Faceva parte di un deposito rituale, collocato tra il 600 e l’850 dC, per siglare ritualmente la realizzazione di un edificio ed è stato realizzato con parte della tibia distale umana, finemente istoriata con un punteruolo per rappresentare l’accesso al mondo dei morti. L’oggetto, trovato in questi giorni, nell’antica città di Palenque, in Messico, è un indumento da naso, che era indossato dalle élite dei Maya. Veniva fissato al naso con una resina.
“Per la prima volta nella storia delle esplorazioni nella Zona Archeologica di Palenque, in Chiapas, è stato ritrovato un ornamento nasale con un’eloquente scena scolpita, un ‘indumento’ fatto di osso umano indossato dai sovrani e dai sacerdoti di questa antica città, durante le cerimonie in cui incarnavano K’awiil, il dio maya del mais e della fertilità”. Lo annuncia l’Inah, l’Istituto archeologico messicano.
Il direttore del Progetto Archeologico di Palenque (PAP), Arnoldo González Cruz, spiega che l’oggetto prezioso è stato rinvenuto durante l’esplorazione di un antico edificio. Gli archeologi cercavano di capire se ci fosse una scala murata sotto la struttura. Durante questa indagine si sono imbattuti in una buca di 26 centimetri di diametro, profonda 30 centimetri, che presentava un terreno argilloso riempito con i resti scuri di un rogo rituale. Evidentemente l’edificio era stato, in quel modo, posto sotto la protezione di un dio. Tra i carboni gli archeologi hanno trovato lame di ossidiana, frammenti di un punteruolo in osso con iscrizioni appena percettibili – il punteruolo utilizzato per incidere l’osso stesso? -, semi, lische di pesce, tartarughe, resti di piccoli mammiferi e l’ornamento per il naso.
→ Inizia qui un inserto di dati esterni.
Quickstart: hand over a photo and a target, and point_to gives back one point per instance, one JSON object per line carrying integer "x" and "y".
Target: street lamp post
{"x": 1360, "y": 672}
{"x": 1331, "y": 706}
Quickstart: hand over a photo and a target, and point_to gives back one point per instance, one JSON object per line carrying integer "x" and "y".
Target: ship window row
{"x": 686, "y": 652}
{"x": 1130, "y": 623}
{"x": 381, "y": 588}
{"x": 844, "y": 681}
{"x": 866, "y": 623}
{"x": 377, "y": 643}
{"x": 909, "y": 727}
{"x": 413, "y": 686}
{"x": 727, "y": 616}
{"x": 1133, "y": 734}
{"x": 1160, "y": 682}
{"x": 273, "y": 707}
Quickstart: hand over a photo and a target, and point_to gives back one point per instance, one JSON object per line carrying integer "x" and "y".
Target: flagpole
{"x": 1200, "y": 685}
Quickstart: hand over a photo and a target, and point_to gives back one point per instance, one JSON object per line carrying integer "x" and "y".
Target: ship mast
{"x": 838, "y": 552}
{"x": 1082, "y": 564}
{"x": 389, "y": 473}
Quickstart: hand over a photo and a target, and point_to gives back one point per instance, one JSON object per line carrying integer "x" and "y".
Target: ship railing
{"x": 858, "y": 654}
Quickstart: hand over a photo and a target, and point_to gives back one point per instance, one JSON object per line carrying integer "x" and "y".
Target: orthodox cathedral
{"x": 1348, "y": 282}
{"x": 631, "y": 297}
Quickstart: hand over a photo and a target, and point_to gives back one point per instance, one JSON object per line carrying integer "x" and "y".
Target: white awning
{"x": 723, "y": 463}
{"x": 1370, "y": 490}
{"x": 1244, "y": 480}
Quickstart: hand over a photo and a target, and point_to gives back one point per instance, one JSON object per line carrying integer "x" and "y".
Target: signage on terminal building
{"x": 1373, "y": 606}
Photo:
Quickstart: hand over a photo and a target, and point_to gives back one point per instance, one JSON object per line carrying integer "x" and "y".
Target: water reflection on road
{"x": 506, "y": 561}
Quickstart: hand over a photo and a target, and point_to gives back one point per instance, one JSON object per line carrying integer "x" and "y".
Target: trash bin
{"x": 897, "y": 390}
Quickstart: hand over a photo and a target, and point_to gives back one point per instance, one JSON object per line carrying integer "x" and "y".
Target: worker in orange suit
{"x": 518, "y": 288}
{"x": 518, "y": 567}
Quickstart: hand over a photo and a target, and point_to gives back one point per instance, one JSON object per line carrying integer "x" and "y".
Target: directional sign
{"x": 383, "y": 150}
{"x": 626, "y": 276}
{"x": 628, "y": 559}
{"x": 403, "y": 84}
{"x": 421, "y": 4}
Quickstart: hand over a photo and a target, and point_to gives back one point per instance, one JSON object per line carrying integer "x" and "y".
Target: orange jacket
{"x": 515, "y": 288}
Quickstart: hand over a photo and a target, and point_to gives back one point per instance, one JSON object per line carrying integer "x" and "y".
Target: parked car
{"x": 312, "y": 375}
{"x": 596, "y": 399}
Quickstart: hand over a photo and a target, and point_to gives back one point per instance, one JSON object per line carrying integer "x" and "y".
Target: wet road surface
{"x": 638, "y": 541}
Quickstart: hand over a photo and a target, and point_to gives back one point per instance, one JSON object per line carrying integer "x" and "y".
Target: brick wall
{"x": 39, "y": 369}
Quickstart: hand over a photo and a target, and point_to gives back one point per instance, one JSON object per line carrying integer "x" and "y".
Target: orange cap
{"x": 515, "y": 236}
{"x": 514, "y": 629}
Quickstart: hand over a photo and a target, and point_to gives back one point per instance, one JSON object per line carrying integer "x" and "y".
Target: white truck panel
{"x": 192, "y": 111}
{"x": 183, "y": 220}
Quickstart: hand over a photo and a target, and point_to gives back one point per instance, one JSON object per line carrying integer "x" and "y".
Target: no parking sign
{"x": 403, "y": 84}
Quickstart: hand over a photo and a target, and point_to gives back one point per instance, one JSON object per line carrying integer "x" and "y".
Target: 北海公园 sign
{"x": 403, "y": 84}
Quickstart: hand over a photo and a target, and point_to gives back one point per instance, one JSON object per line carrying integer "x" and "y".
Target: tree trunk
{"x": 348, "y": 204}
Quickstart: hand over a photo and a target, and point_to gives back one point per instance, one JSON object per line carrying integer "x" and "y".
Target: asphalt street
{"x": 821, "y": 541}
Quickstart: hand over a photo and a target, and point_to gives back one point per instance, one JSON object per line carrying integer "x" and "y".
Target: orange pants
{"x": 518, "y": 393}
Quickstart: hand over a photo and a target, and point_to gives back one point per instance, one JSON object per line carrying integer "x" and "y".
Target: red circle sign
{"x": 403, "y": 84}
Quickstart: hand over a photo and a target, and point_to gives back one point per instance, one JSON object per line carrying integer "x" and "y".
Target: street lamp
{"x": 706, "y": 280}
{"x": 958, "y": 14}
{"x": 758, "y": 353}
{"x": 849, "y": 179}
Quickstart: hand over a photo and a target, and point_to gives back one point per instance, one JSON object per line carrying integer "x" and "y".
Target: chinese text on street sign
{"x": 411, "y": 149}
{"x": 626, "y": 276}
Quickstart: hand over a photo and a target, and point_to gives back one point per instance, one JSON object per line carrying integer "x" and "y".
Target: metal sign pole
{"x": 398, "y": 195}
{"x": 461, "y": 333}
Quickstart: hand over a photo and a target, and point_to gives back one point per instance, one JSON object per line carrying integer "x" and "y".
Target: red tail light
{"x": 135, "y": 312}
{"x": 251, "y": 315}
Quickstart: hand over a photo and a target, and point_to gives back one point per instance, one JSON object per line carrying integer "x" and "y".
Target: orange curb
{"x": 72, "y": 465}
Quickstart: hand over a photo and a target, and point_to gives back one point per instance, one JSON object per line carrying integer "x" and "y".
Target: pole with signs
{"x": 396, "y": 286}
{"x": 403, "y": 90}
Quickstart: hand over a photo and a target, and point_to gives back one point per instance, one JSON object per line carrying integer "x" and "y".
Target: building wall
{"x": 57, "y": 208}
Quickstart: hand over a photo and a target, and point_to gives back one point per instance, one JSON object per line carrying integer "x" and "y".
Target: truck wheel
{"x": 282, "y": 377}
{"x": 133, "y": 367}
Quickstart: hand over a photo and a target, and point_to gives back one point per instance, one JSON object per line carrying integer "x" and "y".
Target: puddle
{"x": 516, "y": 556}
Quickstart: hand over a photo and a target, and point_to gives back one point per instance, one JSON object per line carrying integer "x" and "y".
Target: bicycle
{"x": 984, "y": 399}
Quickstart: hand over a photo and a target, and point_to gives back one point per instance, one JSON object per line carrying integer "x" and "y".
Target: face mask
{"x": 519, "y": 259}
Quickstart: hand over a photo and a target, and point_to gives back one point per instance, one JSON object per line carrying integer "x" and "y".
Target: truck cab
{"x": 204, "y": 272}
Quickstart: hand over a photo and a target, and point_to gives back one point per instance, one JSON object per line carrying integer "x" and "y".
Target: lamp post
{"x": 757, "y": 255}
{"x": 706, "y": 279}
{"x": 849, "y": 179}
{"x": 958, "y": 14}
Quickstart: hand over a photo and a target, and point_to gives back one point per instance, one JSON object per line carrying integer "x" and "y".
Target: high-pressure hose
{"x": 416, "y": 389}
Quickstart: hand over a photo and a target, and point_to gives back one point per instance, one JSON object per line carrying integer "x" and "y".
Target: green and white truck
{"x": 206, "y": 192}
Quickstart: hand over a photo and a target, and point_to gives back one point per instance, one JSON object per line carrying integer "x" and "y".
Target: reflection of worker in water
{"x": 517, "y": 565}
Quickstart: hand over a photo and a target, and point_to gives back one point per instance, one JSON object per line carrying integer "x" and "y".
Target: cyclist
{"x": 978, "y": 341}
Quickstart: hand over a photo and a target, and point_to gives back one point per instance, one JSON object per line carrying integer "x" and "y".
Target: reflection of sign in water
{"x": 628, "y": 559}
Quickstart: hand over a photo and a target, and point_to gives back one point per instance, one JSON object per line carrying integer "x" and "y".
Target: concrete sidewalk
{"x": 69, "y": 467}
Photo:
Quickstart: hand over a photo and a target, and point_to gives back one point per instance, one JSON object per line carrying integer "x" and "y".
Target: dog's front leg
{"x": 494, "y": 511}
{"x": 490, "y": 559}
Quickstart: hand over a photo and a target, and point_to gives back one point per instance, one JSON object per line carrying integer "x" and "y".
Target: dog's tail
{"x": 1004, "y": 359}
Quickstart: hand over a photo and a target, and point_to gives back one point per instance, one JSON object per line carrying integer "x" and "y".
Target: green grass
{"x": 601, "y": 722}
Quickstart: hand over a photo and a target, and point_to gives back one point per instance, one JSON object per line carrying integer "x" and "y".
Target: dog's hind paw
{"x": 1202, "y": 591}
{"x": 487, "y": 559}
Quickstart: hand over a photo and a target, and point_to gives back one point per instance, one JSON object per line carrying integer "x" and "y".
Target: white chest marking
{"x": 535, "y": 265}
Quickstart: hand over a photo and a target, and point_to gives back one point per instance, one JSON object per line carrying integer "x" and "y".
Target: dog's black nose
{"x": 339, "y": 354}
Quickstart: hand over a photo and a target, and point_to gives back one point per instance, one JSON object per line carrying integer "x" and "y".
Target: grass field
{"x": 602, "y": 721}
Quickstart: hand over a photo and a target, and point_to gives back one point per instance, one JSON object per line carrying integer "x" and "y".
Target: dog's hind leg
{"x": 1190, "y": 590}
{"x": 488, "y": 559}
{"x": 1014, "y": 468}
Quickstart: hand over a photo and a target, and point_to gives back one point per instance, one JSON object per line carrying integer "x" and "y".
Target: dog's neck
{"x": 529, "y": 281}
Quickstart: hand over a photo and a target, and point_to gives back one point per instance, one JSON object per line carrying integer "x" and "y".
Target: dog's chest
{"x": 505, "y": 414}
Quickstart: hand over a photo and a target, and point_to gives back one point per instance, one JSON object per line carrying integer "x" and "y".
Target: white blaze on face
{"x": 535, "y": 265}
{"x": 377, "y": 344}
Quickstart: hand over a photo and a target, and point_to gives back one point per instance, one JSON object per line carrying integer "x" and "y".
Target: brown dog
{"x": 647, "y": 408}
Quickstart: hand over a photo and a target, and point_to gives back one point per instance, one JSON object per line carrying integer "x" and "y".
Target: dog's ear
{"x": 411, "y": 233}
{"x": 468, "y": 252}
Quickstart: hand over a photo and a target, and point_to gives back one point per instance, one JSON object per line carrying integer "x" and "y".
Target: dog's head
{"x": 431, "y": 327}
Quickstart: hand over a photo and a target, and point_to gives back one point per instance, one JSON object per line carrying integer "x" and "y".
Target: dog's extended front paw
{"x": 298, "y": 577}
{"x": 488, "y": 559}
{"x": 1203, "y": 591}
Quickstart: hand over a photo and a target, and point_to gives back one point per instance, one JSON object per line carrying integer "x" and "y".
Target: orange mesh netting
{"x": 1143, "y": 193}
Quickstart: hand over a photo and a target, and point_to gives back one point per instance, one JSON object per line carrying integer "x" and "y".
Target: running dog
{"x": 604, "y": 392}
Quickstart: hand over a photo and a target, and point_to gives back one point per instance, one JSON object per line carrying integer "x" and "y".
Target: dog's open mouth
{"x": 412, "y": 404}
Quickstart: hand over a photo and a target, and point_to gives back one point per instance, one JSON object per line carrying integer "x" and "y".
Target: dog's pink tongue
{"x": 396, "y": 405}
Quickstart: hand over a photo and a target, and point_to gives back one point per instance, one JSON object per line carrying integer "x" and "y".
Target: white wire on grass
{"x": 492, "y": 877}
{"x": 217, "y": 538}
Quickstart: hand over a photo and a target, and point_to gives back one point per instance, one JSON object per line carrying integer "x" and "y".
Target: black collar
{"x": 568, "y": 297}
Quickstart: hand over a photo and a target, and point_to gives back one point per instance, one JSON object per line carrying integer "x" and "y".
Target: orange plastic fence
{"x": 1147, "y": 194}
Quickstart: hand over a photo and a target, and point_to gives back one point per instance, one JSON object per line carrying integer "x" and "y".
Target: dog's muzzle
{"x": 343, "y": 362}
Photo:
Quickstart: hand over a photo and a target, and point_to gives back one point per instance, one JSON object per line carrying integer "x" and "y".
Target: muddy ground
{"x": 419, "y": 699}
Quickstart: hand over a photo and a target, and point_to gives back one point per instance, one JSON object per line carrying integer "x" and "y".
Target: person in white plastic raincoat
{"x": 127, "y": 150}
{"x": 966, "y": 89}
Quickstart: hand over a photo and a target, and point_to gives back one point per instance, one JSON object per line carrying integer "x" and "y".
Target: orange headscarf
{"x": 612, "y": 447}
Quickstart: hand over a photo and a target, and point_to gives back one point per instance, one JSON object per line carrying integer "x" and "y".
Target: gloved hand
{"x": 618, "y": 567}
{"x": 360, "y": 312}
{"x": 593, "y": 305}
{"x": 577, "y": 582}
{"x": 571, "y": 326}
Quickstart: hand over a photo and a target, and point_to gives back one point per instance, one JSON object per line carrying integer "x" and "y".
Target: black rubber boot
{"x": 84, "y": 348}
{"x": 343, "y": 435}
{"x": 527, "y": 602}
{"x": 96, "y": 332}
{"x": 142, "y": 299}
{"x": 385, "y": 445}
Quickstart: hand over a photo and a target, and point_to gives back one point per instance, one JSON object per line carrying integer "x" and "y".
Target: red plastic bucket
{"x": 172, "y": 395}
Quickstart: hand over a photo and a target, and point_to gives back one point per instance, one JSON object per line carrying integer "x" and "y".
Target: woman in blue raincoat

Il pezzo è di notevole pregio estetico. Il fine lavoro di intaglio si dispiega su soli 6,4 centimetri di lunghezza per 5,2 di larghezza. L’osso umano intagliato ha uno spessore di 5 centimetri nella parte inferiore, che diminuisce verso l’alto. L’indumento nasale è stato confezionato con la parte anteriore dell’osso distale della tibia umana – segmento che si connette con il piede -, in modo da sfruttare la cresta che corre lungo la diafisi dell’osso. A chi apparteneva quell’osso? A un antenato mitico? A una sorta di santo? A un nemico?
Che scena è rappresentata? A questa domanda è più facile rispondere, con l’aiuto degli archeologi che ci aiutano a ricostruire il significato di questa iconografia. Nell’osso è intagliato un uomo che accede al regno degli antenati e dei morti, attraverso un portale, scena comune nell’arte Maya del periodo classico (250-900 d.C.).
Nella metà sinistra dell’opera è visibile il profilo dell’uomo che indossa un copricapo con testa di uccello, polsini tubolari, una collana di perle sferiche e un paraorecchie con contrappeso; sul braccio sinistro riporta il glifo maya ak’ab’, che significa “oscurità” o “notte”, mentre quello destro si allunga per proseguire sull’altro lato del pezzo, dove regge un oggetto lungo e sottile. Nella parte inferiore del para-naso rituale è rappresentato un teschio umano privo della mascella inferiore, da cui emergono estremità nodose e ossa lunghe. Il teschio è posto su quello che sembra essere un fagotto di stoffa contrassegnato da fasce trasversali.
Il coordinatore del PAP spiega che la copertura del naso faceva parte dell’abbigliamento dell’élite della città, perché appare in diverse rappresentazioni scultoree, come il sarcofago del Tempio delle Iscrizioni, la Tavola Ovale della Casa E e il Trono del Tempio XXI.
Sebbene manchino analisi per determinare i processi di fabbricazione, il tipo di strumenti utilizzati e persino la resina che fissava l’oggetto al ponte del naso, l’archeologo conclude che la sua importanza sta nel fatto che “è un esempio della sensibilità artistica Maya, mentre il suo messaggio iconografico e concettuale illumina le credenze degli antichi palencani sul culto funerario e sulla vita ultraterrena dell’essere umano”.